Inside Hewlett Packard Enterprise, the new CEO is a bona fide celebrity. Outside, he’s got a lot to prove
At his company’s local customer support and research and development center in Bangalore, Antonio Neri got a reception that’s tough to square with the image of Hewlett Packard Enterprise Co. Four thousand employees stood under a tent in India’s sticky, 97F March heat to cheer their new chief executive officer and waited in line for hours to take photos with him 10 at a time. Wearing a traditional yellow garland over his dark suit, Neri set an easy smile on his face. Two hours deep in the receiving line, he made as if to leave to catch a flight, then opted to keep posing instead.
Close to six months after he officially succeeded Meg Whitman as CEO, Neri has received versions of this star treatment at offices throughout Asia, Europe, and elsewhere. The warmth that’s greeted him has been something more than the run-of-the mill butt-kissing expected during a visit from the boss. The crowds seem genuinely convinced when Neri tells them HPE is entering a new era with the tools it needs to succeed, and that they could rise from the call center to the C-suite, like he did. “As an employee of the company for over 20 years, I know every system and every process, which is good and bad,” Neri said at HPE’s conference in Las Vegas in June. “But I have a unique opportunity to really transform the company.”
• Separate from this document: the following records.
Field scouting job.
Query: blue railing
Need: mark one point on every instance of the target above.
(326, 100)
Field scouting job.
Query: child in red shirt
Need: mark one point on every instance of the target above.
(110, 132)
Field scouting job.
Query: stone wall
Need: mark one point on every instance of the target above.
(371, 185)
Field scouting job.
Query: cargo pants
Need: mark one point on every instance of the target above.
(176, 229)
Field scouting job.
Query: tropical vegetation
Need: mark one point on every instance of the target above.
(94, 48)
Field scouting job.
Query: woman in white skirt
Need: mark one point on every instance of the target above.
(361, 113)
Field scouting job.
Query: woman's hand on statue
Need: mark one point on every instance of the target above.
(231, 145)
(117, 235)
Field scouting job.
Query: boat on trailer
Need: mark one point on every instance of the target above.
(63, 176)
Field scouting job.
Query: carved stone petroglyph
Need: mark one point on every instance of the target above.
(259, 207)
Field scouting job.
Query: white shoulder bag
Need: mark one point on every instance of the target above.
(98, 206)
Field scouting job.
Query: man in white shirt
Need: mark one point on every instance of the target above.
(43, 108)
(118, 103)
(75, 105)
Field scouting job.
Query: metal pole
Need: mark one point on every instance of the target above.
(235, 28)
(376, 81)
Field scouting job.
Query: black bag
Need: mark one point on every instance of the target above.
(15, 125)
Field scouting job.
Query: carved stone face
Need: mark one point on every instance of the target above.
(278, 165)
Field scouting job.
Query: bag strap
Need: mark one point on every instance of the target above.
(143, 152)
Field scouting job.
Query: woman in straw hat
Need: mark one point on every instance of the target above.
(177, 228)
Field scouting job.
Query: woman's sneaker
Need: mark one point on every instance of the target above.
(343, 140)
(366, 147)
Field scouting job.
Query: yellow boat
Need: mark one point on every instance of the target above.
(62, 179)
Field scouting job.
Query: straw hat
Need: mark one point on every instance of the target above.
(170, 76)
Neri has a lot to prove. The little-known CEO, who took over from one of the most recognizable women in U.S. business, is still largely following her playbook—hawking servers, storage hardware, and networking gear that are less essential than ever in the era of cloud computing. Dell Technologies Inc. and the cloud giants (Amazon.com, Microsoft, Google) have sapped HPE’s client base, and they’re working harder to target the clients it has left. HPE has slashed costs and jobs and is groaning under almost $14 billion in debt.